Azure Flashcards
What are the four benefits of Azure Data Lake Storage Gen2?
- Hadoop compatible access (data can be treated as if it’s stored in HDFS, can be saved in one place and accessed by Databricks, HDInsights, and Synapse Analytics)
- Security (supports access control lists (ACLs) and Portable Operating System Interface (POSIX) permissions that don’t inherit the permissions of the parent directory)
- Performance (data processing requires less computational resources, because the data is stored in a hierarchy of directories
- Data redundancy (takes advantage of the Azure Blob replication models that provide data redundancy in a single data center with locally redundant storage (LRS), or to a secondary region by using the Geo-redundant storage (GRS) option)
How do you enable Azure Data Lake Storage Gen2?
Azure Data Lake Storage Gen2 isn’t a standalone Azure service, but rather a configurable capability of a StorageV2 (General Purpose V2) Azure Storage.
To enable Azure Data Lake Storage Gen2 in an Azure Storage account, you can select the option to ‘Enable hierarchical namespace’ in the Advanced page when creating the storage account in the Azure portal
What’s the difference between Azure Blob Storage and Azure Data Lake Storage Gen2?
In Azure Blob storage, you can store large amounts of unstructured (“object”) data in a flat namespace within a blob container. Whereas Azure Data Lake Storage Gen2 builds on blob storage and optimizes I/O of high-volume data by using a hierarchical namespace that organizes blob data into directories, and stores metadata about each directory and the files within it
When should Hierarchical Namespace/Azure Data Lake Storage Gen2 be enabled
When analysis will be performed on the data
What is Azure Synapse Analytics?
It provides a cloud platform for all of analytical workloads (descriptive, diagnostic, predictive, prescriptive) through support for multiple data storage, processing, and analysis technologies in a single, integrated solution
When should Azure Synapse Analytics be used?

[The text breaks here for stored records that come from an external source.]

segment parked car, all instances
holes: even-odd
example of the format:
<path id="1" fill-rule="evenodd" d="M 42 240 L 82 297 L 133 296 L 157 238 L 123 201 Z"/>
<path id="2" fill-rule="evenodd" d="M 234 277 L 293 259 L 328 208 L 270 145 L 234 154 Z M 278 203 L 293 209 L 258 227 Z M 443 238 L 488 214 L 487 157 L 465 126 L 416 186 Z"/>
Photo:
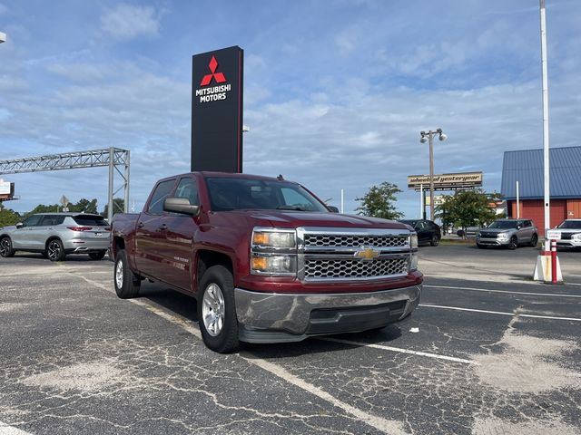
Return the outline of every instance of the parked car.
<path id="1" fill-rule="evenodd" d="M 558 247 L 581 248 L 581 219 L 566 219 L 552 231 L 556 230 L 560 234 Z"/>
<path id="2" fill-rule="evenodd" d="M 418 306 L 418 237 L 397 222 L 331 212 L 298 183 L 191 172 L 158 181 L 112 222 L 121 298 L 143 279 L 197 299 L 204 343 L 299 342 L 379 329 Z"/>
<path id="3" fill-rule="evenodd" d="M 482 229 L 480 227 L 467 227 L 466 229 L 460 228 L 456 231 L 456 235 L 458 237 L 463 237 L 465 236 L 468 238 L 476 237 L 476 233 L 478 233 L 480 229 Z"/>
<path id="4" fill-rule="evenodd" d="M 530 219 L 498 219 L 476 233 L 476 246 L 506 246 L 517 249 L 520 245 L 536 246 L 538 229 Z"/>
<path id="5" fill-rule="evenodd" d="M 407 224 L 416 230 L 419 245 L 430 244 L 432 246 L 437 246 L 442 239 L 442 232 L 439 226 L 431 220 L 402 219 L 399 222 Z"/>
<path id="6" fill-rule="evenodd" d="M 109 224 L 100 215 L 39 213 L 0 228 L 0 256 L 39 252 L 51 261 L 62 261 L 68 254 L 88 254 L 100 260 L 109 248 L 110 235 Z"/>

- Large scale data warehousing
- Advanced analytics (native features and Azure Machine Learning)
- Data exploration and discovery (using serverless SQL pool functionality)
- Real time analytics (with Azure Synapse Link, Azure Stream Analytics, and Azure Data Explorer)
- Data integration (Azure Synapse Pipelines)
- Integrated analytics (integration of the analytics landscape into one service)
What is KQL?
Kusto Query Language. A query language similar to SQL that is optimized for data that includes a time series component, such as realtime data from log files or IoT devices
What are the two runtime environments provided by Azure Synapse SQL?
- Serverless SQL pool (on-demand SQL query processing, primarily used to work with data in a data lake)
- Dedicated SQL pool (Enterprise-scale relational database instances used to host data warehouses in which data is stored relational tables)
What are common use cases for serverless SQL pools?
- Data exploration
- Data transformation
- Logical data warehouses (to define external objects such as tables and views in a serverless SQL database)
What SQL function is used to query common data file formats (csv, json, parquet)?
OPENROWSET
What is a CETAS statement and where is it used?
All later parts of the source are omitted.